Muitas normas jurídicas que apelam ao princípio da Boa-Fé em sentido objectivo, inspiram-se no Princípio da confiança (pacta sunt servanda) ou seja pela necessidade da tuteia da confiança. Esta tutela jurídica deve tutelar a confiança de alguém no comportamento de outrem e pode, nalguns casos, criar a obrigação de indemnização pelo não cumprimento das legítimas expectativas.
Sem a tutela da confiança, haveria uma insegurança grande nas relações jurídicas que necessariamente terminaria com paralisação ou pelo menos com dificuldades extremas da vida jurídica, porque seria necessário desconfiar de todas as aparências e verificar todas as circunstâncias, pessoas, funções e poderes. No direito angolano, a protecção da confiança é exercida através de disposições legais especificas e gerais que ocorrem, quando o direito reconhece uma vantagem que normalmente não seria atribuída, por causa de uma pessoa legitimamente acredita no estado das coisas ou estar sem saber sobre esse estado. As disposições gerais de tutela da confiança, manifestam-se principalmente na protecção contra o abuso do direito (art. 334.º do Cód. Civil).

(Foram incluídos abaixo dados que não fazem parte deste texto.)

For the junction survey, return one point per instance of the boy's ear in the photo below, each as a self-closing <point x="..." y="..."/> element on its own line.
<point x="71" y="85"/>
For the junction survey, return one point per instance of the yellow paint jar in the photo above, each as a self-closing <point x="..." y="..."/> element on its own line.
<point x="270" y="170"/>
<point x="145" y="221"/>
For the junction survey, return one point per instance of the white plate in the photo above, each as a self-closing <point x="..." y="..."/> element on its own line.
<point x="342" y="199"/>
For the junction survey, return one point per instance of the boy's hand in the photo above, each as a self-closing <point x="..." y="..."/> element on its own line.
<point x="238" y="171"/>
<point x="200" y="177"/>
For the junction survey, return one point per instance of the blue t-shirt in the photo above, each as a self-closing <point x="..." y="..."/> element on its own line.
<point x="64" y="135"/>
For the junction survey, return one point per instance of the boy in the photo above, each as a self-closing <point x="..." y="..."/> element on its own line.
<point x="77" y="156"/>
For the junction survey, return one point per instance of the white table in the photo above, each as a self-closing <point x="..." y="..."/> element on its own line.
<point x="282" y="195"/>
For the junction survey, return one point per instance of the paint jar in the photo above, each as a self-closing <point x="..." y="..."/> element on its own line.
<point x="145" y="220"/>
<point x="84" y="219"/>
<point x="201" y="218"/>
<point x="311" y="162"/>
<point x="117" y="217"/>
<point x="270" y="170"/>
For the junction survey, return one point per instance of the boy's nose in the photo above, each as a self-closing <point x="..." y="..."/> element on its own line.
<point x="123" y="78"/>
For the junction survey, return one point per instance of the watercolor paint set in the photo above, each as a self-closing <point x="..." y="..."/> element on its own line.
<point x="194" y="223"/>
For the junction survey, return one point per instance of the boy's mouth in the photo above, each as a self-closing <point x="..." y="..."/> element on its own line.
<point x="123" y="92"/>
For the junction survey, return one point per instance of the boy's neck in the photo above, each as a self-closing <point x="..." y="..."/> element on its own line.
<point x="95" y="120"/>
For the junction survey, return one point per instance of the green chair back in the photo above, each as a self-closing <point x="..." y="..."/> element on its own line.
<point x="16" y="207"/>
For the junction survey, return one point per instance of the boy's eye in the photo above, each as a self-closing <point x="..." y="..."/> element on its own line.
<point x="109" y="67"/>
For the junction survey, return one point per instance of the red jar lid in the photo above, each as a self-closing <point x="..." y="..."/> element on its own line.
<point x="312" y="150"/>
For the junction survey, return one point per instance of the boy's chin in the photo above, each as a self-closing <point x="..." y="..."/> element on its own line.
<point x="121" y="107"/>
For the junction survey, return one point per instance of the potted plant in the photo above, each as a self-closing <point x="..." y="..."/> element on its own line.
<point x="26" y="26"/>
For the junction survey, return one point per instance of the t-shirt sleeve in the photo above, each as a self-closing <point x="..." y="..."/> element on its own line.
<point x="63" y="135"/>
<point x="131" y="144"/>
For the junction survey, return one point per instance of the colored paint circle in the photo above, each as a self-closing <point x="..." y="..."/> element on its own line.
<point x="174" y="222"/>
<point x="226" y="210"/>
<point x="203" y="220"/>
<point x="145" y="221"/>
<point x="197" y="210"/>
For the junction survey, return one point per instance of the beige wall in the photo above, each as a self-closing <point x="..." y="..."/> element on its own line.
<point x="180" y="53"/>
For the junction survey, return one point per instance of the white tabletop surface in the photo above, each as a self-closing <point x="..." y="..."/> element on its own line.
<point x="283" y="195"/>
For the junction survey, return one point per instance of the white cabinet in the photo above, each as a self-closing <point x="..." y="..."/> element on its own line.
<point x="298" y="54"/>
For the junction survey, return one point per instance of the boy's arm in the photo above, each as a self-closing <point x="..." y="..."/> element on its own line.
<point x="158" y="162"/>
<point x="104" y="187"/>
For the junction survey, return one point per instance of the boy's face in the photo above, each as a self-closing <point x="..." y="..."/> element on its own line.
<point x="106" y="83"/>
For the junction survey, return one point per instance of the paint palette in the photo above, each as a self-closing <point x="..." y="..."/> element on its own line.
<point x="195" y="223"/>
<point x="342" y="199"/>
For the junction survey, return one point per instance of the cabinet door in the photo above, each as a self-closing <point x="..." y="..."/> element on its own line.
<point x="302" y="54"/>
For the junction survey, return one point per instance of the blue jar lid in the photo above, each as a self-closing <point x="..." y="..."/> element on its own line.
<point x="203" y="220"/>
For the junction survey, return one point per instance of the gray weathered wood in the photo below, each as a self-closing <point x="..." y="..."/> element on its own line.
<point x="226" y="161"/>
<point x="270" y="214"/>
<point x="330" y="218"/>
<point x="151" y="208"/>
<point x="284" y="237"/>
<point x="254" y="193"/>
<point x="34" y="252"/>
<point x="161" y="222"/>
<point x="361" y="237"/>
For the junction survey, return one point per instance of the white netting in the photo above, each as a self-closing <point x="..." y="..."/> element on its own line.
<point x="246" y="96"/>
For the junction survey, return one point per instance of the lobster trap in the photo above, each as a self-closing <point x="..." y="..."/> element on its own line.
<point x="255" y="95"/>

Para esta tutela, são necessárias algumas condições definidas pelo direito positivo ( situação de confiança – Boa-fé subjectiva, justificação para essa confiança elementos razoáveis desta confiança, investimento de confiança – a pessoa efectivamente desenvolve uma actuação baseada na confiança e imputação da situação de confiança – outra pessoa vai ser atingida pela protecção atribuída pelo confiante). Enfim, e portanto, agir de boa –fé – tanto no contexto do art. 334.º como do art. 763.º do C.C. é «agir com diligência, zelo e lealdade correspondente aos legítimos interesses da contraparte é ter uma conduta e conscienciosa, uma linha de correcção e probidade, a fim de não prejudicar os legítimos interesses da contraparte, e não podia tolerar»
O Regime processual contrário à Boa-Fé, tomando como legitimidade de má-fé, vem definindo no art. 456.º do CPC, de que resulta a imposição tendo ligado da má-fé a parte será condenada em multa e numa indemnização a parte contrária se está a pedir.
Princípio de vinculação.
Os direitos dos contractos produzem efeitos particulares, segundo a natureza de cada um e o acordo de vontade que integra o seu conteúdo.
Existem, porém um aspecto comum a todos eles que se consubstancia no princípio da força vinculativa ou da obrigatoriedade. Este significa que uma vez celebrado o contracto plenamente válido e eficaz, constitui lei imperativa entre as partes (lex private).
É o que expressa o art. 406.º n.º 1 do C.C. «o contracto deve ser pontualmente cumprido e só pode modificar-se ou extinguir-se por mútuo consentimento dos contraente ou nos casos admitidos na lei».
Desenvolver-se, portanto a norma ou princípio da força vinculativa através de outros três princípios: o da pontualidade, utilizando a lei a palavra «oportunidade» com o alcance de que o contracto deve ser executado ponto por ponto, quer dizer em todas as suas cláusulas e não apenas no prazo estipulado. E o da irretratabilidade ou da irrevogabilidade dos vínculos contractuais e da intangibilidade do seu conteúdo. Os dois últimos fundem-se no que também se designa por princípio da estabilidade dos contractos.
Retirado do Livro: Direito Imobiliário Angolano, Real Estate. Regulação, Enquadramentos e Procedimentos, do jurista angolano, Domingos Frnacisco João.